Transsphenoidal surgery with a complete resection of the pituitary lesion was performed. The pathological study revealed infracted pituitary tissue with abundant necrosis and inflammatory infiltrate consistent with a diagnosis of PA. Pituitary hormone tests performed two months after surgery showed persistent hypoprolactinemia, increased hypogonadotropic hypogonadism, which was mainly attributed to apoplexy and, partly, also to surgery, because the drug could not have acted on a pituitary gland severely compromised by the hemorrhagic complication. A partial corticotropic deficiency that required replacement therapy was also found.
In cases reported in the literature of PA after the administration of GnRH agonists,2 all patients had pituitary macroadenomas. The condition occurred in the first 4h after drug administration in 53% of patients. Significantly, 14/15 patients were male, although this could be related to the more frequent prescription of the drug to patients with prostate cancer. The only case reported in a woman occurred after treatment as a preparation for oocyte donation.2–5 In 9/15 patients, PA occurred following the administration of leuprolide, and only one case was reported following the use of triptorelin.2–6 Headache was the first manifestation in all patients, with a subsequent occurrence of visual impairment, ophthalmoplegia, decreased consciousness, or hypopituitarism.2
The pathophysiology of PA mediated by GnRH agonists is unknown, but the temporal relationship of the condition with drug administration strongly suggests a causal relationship.7 Factors attributed include tumor size or intrasellar pressure. As symptoms started in some patients within 24h of drug administration, but up to 10 days later in other patients, Guerra et al.8 suggested a biphasic phenomenon.

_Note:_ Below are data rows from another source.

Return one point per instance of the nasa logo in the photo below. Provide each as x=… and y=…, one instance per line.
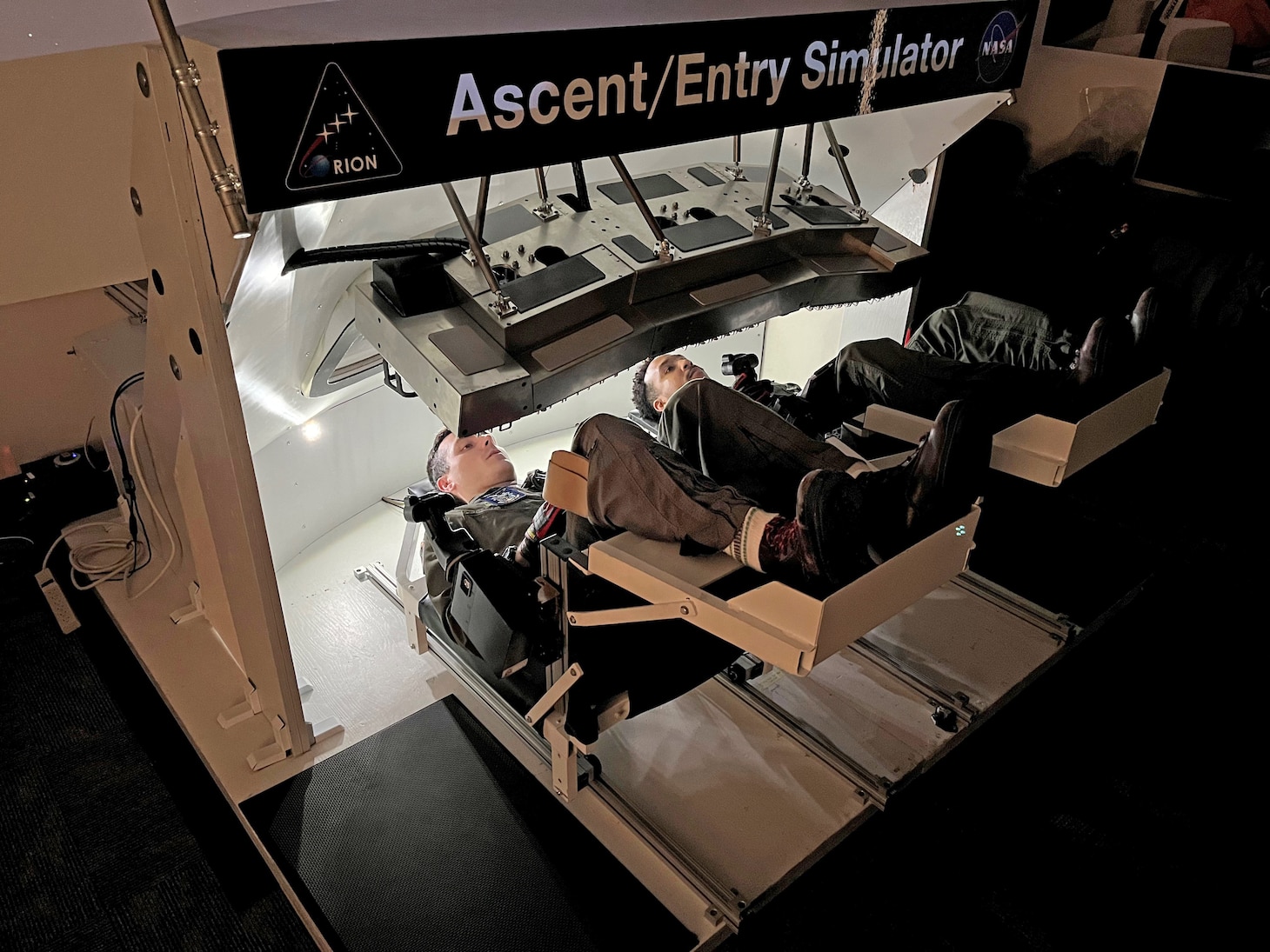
x=341, y=141
x=997, y=49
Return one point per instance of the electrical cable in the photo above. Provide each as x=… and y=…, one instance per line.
x=130, y=489
x=93, y=559
x=87, y=455
x=145, y=489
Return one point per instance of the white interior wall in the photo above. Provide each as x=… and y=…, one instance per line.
x=51, y=394
x=798, y=344
x=1052, y=101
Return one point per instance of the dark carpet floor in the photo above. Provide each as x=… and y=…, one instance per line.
x=112, y=835
x=1110, y=805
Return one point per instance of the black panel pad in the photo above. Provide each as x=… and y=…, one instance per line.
x=888, y=243
x=555, y=281
x=430, y=835
x=825, y=215
x=499, y=225
x=703, y=234
x=649, y=187
x=704, y=176
x=635, y=248
x=778, y=221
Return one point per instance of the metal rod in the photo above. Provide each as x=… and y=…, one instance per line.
x=472, y=242
x=842, y=163
x=771, y=173
x=639, y=199
x=225, y=179
x=482, y=202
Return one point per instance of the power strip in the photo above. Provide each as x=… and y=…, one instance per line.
x=56, y=599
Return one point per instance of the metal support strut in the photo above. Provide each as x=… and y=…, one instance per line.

In cases where the condition occurs a few minutes or hours after drug administration, cell division could not induce a significant tumor growth in such a short time. It has been suggested that a combination of cell degranulation and metabolic hyperactivity inducing ischemia in a poorly perfused adenomatous pituitary tissue could occur in these patients.8
In the group of patients with a later start, it has been suggested that pituitary ischemia and bleeding risk could be related to increased intrasellar pressure caused by the adenoma. In addition, the drug stimulates LH secretion, which leads to the growth/division of the adenoma, which is supplied by an abnormal capillary network probably insufficient in the face of increased metabolic demand, thus promoting the occurrence of ischemia.
The data available in the literature suggest that GnRH agonists may trigger PA in patients with pituitary adenoma. Because of the relative frequency of pituitary lesions in the general population and the widespread use of these drugs in highly prevalent diseases such as prostate or breast cancer, and the fact that pre-treatment pituitary hormone tests or X-ray evaluation are probably not cost-effective,9 a greater understanding of this relationship by physicians who prescribe these drugs is essential. Similarly, patients should be adequately instructed to promptly seek medical care if suspicious symptoms occur.
Although this is a rare adverse effect, the severity of the condition and the low sensitivity of CT of the head for detecting pituitary bleeding in the emergency room make it necessary to consider the possibility of PA in patients with pituitary adenoma who experience headache following the use of GnRH agonists even in the absence of visual deficiency, ophthalmoplegia, or impaired consciousness.
Please cite this article as: Guerrero-Pérez F, Marengo AP, Planas-Vilaseca A, Flores-Escobar V, Villabona-Artero C. Apoplejía hipofisaria inducida por triptorelina en paciente con cáncer de próstata. Endocrinol Nutr. 2015;62:411–412.